Eva always marches beside Annie, despite the danger. Jack Kivisto is somewhere behind them with the men. If this is a courtship, Annie thinks, it’s an odd one. The boy barely speaks, and yet, after every parade, he walks Eva to the church and waits in the baptistery while she goes inside to pray for whatever it is she prays for each morning. A wedding most likely.

Annie herself has become uneasy about the couple. It’s not a good match. Eva’s full of life and enthusiasm. Jack is too silent, too broody. Annie fears they’ll come to hate each other before their first anniversary. Shifting the weight of the enormous flag in its leather holster and bracing it against the freshening breeze, she lets her mind go silent for a moment and the questions come to her unbidden.

Did I ever really love Joe? Did I change? Did he?

Things might have been different if she could have given him children. She might not have had so much time for the union. He might have had the kind of wife he expected.

She glances at Eva. Maybe I should say something, Annie thinks. What you want when you’re so young . . . it changes. I was just like you when I was fourteen. I wanted my life to start. You change when you’re older. You want different things. You meet other people.

Of course, nobody wants to hear that when they’re young and in love. . . . And infatuations can burn out as quickly as they flare up.

Maybe, Annie thinks, this will take care of itself. And so, she holds her peace.

*  *  *

Father Albin Horvat is also concerned about young Eva Savicki. He has known her since she was a babe in arms. He married her parents and baptized their six children and buried four of them. He gave First Communion to Kazimir and Eva, and later on said the Requiem for their parents when Kazimir and Eva were orphaned.

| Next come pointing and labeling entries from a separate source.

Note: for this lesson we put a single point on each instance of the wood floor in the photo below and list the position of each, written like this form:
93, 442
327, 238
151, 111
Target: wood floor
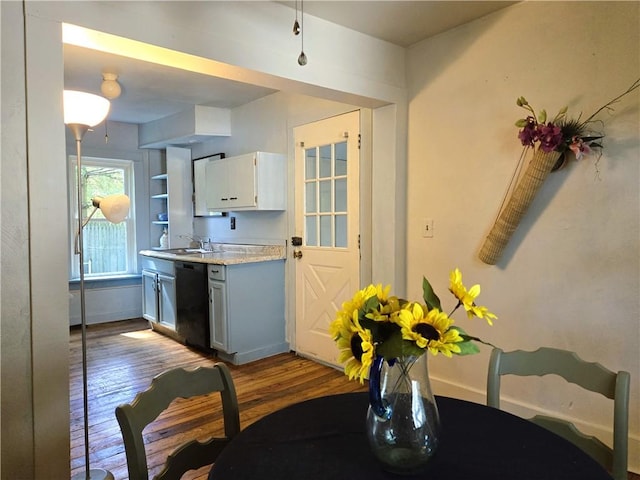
123, 357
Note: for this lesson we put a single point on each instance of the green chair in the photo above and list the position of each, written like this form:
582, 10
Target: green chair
148, 405
591, 376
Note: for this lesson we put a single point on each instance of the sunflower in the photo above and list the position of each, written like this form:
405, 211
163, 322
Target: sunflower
355, 344
432, 331
466, 298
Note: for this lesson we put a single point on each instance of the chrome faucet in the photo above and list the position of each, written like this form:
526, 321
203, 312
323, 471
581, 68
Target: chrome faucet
196, 239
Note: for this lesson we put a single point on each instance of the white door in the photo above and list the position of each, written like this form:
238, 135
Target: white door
327, 218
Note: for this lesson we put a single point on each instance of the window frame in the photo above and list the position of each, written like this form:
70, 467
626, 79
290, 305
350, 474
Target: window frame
130, 221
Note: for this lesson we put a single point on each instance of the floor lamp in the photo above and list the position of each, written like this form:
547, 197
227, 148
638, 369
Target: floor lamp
81, 112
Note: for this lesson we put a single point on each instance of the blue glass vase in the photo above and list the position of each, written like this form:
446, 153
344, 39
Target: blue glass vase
403, 424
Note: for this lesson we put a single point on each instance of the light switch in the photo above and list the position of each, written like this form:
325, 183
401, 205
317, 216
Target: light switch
427, 227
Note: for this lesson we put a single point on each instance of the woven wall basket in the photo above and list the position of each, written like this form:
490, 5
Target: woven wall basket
522, 196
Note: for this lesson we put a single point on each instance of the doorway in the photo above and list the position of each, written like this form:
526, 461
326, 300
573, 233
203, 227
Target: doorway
327, 227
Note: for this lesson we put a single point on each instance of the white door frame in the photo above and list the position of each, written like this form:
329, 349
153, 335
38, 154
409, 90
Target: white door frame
366, 175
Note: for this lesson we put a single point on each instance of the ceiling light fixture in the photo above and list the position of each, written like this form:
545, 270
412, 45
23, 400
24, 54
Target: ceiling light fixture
296, 24
110, 87
302, 58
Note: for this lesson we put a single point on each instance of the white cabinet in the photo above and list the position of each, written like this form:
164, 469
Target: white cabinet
254, 181
200, 186
159, 292
247, 310
172, 194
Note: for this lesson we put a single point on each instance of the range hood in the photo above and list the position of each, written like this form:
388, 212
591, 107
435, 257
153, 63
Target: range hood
195, 125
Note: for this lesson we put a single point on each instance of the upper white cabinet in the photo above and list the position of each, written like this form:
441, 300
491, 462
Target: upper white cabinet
254, 181
200, 186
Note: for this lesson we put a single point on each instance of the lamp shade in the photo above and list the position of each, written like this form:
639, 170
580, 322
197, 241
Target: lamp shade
114, 207
81, 108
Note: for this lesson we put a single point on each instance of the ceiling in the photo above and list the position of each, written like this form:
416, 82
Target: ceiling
151, 91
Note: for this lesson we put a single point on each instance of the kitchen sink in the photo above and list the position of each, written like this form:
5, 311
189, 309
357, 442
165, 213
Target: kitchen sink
185, 251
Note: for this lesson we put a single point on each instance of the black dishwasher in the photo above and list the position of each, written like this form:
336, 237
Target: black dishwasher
192, 303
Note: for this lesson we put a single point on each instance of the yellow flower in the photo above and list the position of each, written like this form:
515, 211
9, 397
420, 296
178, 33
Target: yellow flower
432, 331
467, 298
355, 344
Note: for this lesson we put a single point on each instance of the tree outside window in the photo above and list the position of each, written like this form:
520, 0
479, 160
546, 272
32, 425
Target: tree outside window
109, 249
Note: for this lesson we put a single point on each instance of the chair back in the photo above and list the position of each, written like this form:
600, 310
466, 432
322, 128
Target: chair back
590, 376
148, 405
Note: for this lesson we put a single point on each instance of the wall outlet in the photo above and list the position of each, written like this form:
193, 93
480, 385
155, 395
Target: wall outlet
427, 227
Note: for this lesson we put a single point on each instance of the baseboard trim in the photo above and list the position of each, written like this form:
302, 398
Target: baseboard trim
447, 388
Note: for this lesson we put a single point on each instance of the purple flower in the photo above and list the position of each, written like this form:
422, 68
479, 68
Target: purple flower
550, 137
528, 135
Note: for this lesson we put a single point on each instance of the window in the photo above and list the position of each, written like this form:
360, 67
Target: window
109, 249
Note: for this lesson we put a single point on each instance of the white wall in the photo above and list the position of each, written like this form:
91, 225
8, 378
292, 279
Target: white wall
570, 276
265, 124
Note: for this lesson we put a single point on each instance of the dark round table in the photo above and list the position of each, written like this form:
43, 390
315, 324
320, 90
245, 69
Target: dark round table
325, 438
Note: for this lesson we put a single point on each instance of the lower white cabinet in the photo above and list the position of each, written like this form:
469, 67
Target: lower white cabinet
246, 311
159, 292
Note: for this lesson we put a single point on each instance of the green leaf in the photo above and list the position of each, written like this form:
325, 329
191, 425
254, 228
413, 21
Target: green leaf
430, 298
468, 348
392, 346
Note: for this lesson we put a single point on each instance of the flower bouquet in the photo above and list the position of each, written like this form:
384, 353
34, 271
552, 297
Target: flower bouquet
375, 324
385, 338
554, 139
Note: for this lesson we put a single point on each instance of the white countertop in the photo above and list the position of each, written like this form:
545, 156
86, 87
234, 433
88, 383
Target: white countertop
222, 254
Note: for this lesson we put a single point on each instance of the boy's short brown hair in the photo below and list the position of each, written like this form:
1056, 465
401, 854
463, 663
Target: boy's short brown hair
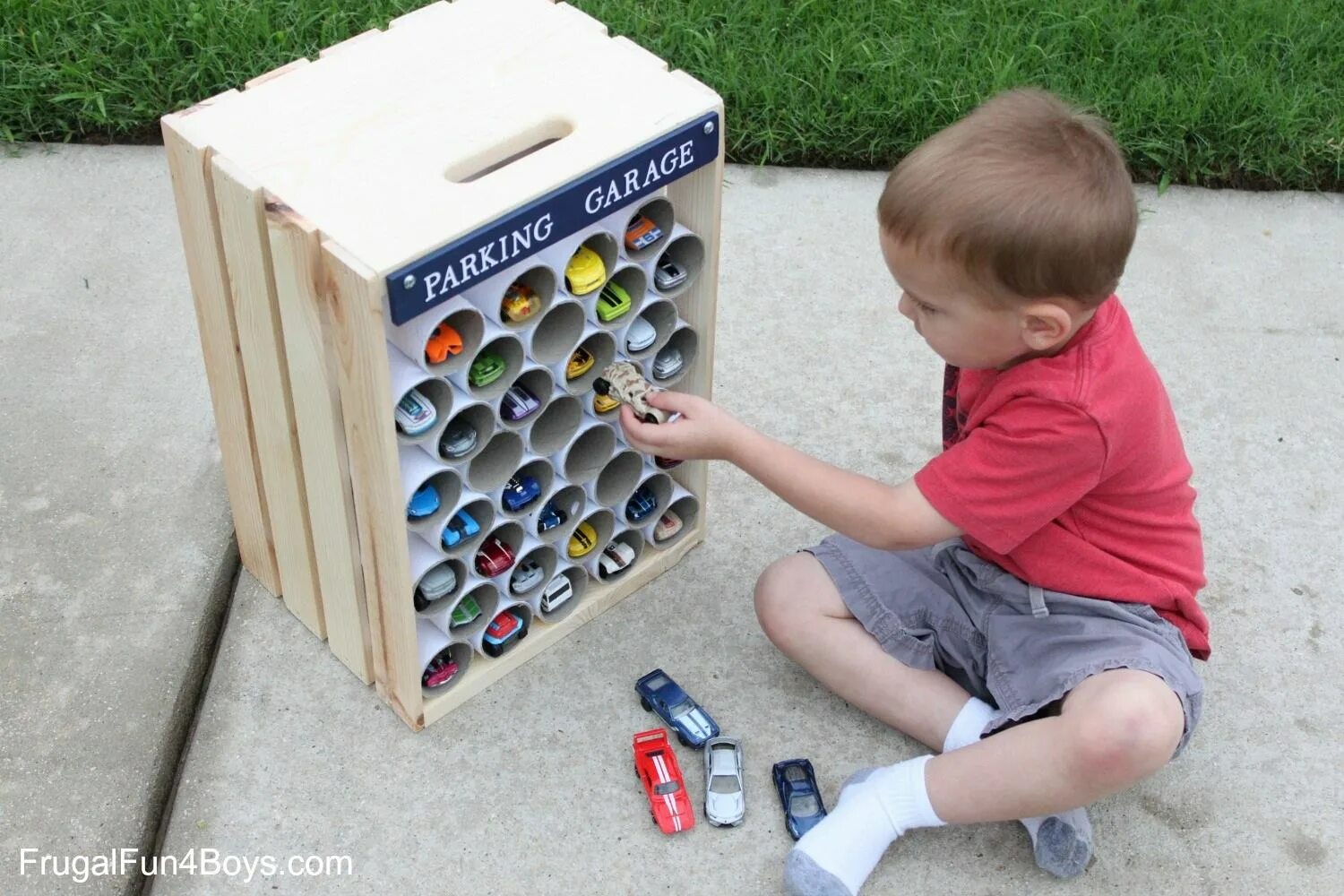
1030, 195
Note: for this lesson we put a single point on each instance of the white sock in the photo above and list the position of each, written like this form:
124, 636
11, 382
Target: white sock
968, 726
1064, 847
874, 809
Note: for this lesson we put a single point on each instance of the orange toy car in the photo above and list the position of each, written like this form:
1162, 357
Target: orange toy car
441, 343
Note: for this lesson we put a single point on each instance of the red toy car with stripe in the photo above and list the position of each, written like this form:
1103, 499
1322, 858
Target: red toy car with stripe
655, 763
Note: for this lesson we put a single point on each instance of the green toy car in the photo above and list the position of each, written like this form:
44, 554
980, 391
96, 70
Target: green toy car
613, 303
487, 368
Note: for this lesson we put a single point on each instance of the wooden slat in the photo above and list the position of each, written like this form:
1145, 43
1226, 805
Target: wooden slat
296, 257
597, 600
188, 166
698, 201
357, 316
253, 295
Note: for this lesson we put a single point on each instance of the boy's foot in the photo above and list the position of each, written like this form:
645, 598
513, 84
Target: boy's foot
1062, 842
875, 806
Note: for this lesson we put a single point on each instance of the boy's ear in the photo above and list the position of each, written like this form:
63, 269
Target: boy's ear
1045, 325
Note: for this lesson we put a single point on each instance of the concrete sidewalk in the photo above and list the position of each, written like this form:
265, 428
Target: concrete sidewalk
116, 532
116, 541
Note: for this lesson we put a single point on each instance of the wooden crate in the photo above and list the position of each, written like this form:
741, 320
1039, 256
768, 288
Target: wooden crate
327, 210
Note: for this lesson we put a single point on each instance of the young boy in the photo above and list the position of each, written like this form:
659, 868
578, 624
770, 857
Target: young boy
1037, 579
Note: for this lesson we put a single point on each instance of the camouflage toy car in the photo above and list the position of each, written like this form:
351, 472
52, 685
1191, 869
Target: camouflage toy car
624, 382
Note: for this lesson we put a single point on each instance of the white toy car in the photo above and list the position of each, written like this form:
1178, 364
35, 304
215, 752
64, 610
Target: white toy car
616, 557
558, 590
725, 798
414, 413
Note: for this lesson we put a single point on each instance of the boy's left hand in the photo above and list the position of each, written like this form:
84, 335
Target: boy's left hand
703, 432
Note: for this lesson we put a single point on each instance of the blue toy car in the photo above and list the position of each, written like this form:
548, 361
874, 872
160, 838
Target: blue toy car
659, 694
550, 517
798, 796
521, 492
460, 528
424, 503
642, 504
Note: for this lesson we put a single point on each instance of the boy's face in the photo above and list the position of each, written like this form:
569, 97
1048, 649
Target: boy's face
959, 322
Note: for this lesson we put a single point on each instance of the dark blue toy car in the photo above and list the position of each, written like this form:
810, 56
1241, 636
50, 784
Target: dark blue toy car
659, 694
642, 504
798, 796
424, 503
460, 528
521, 492
550, 517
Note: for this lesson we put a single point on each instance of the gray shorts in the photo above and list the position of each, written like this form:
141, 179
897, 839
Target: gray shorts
1015, 646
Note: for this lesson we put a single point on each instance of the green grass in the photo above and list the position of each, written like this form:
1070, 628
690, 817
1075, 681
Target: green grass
1245, 93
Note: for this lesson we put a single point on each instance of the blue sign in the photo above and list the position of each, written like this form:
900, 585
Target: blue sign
437, 277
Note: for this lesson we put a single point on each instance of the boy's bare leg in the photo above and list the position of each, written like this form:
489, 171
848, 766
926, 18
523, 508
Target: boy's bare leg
804, 616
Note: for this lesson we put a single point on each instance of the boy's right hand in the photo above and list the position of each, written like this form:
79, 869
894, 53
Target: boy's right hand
702, 432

Kaz was an altar boy when he was small; since then, he has fallen away somewhat. Of course, he was sad after his father was killed—something children in Calumet almost expect—but he remains bitter about his mother’s death. Kazimir blames God for taking her while James MacNaughton lives on in luxury. Eva, by contrast, has been consistently devout and still attends Mass on Sundays and feast days. Lately she’s also been showing up for Mass every morning after the parade. Before she leaves, she lights a candle, kneels again, and prays and prays and prays, hands clasped, eyes tight shut, her chestnut hair often tumbling sideways a bit, for she has only recently begun putting it up into a grown woman’s pompadour.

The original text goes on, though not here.